Both of these topics are usually included in your will—so why is it necessary to address in a letter of intent? Because oftentimes, your family may not open your will until days or weeks after your death. By then, your funeral and burial have probably past, and someone has had to take in and provide for your children until a formal guardian is appointed. Instead of leaving these matters to chance, write a simple letter that indicates who should care for your children, and how that person can access your assets to provide for them.
Write a separate letter detailing your funeral, burial or cremation plans, even if it’s only a two-liner that says you want white roses at the funeral and for your cremated ashes to be spread in the sea. If you’ve purchased any pre-needs services from a cemetery or crematorium, be sure to include that information in the letter so your loved ones don’t pay for those by mistake.
Last Will and Testament
If you have any children, the first thing you’ll want to do in your will is to name a guardian. Remember that guardians have the right to decline your nomination, so be sure to check with your intended guardian to make sure they understand and accept the responsibility. To be safe, it’s smart to name a backup guardian or two, just in case the primary guardian dies before you.

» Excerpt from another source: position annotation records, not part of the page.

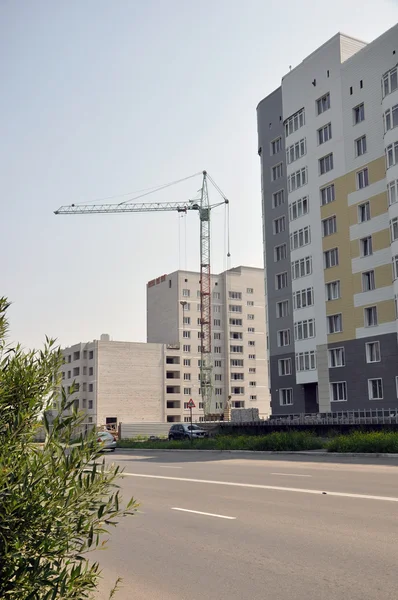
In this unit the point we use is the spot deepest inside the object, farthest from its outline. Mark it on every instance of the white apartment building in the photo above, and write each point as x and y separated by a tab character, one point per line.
328	142
238	333
122	382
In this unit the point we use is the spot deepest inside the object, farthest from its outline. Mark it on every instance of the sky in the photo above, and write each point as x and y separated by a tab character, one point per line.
101	99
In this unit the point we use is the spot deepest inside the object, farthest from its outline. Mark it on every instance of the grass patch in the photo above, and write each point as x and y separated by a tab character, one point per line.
288	441
359	441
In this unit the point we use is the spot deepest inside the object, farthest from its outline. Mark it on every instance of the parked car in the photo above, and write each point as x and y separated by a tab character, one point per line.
186	432
106	440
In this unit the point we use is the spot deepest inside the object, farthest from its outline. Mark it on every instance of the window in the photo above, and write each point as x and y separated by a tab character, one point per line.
303	330
306	361
395	266
296	151
394	229
390	83
283	337
338	391
371	316
366	246
359	113
392	189
392	154
294	122
325	133
236	322
276	172
298	208
235	295
279	225
280	252
235	308
364	212
237	376
276	146
281	280
323	104
282	309
284	366
362	178
335	323
235	349
391	118
327	194
372	351
368	281
326	164
360	146
237	391
300	237
297	179
278	198
286	396
236	335
336	358
236	362
329	226
303	298
375	388
332	290
331	258
302	267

Next, you’ll need to choose an executor to manage your estate. The executor (also known as a personal representative) will be tasked with probating your will, settling your liabilities, and distributing your assets. Most people nominate a family member to serve as executor, but you could also choose a trusted advisor, such as an attorney or financial advisor. As with your guardian-selection, speak with this individual in advance to ensure their willingness, and nominate a backup candidate.
When considering how to divvy up your assets, keep in mind that there are some assets that cannot be included in your will. You can write them down in the will, but the instructions will be entirely irrelevant. These assets have a contractual beneficiary listed on the account, and the assets will transfer to the beneficiary automatically when the financial institution is presented with your death certificate. Such assets include:
- Bank and brokerage accounts with a transfer-on-death (TOD) or payable-on-death (POD) beneficiary
- Retirement accounts (401k, IRA, etc.)
- Real property held in joint tenancy or as tenants by the entirety
- Life insurance policies
Outside of those assets, you are free to distribute the remaining assets as you please. Individual bank and brokerage accounts are simple to assign, as are large assets such as your house, car, boat, etc. But don’t forget about your small—but still valuable—personal property. Grab a pen and paper, and take a walk through your house.
Note everything that’s worth $100 or more: jewelry, collectibles, art, furniture, electronics, guns, recreational vehicles, etc. You can broadly assign these (e.g. Mary Stewart is to receive all assets inside the property at 123 Baker St.), or you can assign the assets individually.
Finally, include a pour-over clause to catch any asset you may have forgotten, and that’s it! You could add a trust, but that’s optional. As long as you have these four documents, the foundation of your estate plan is in place.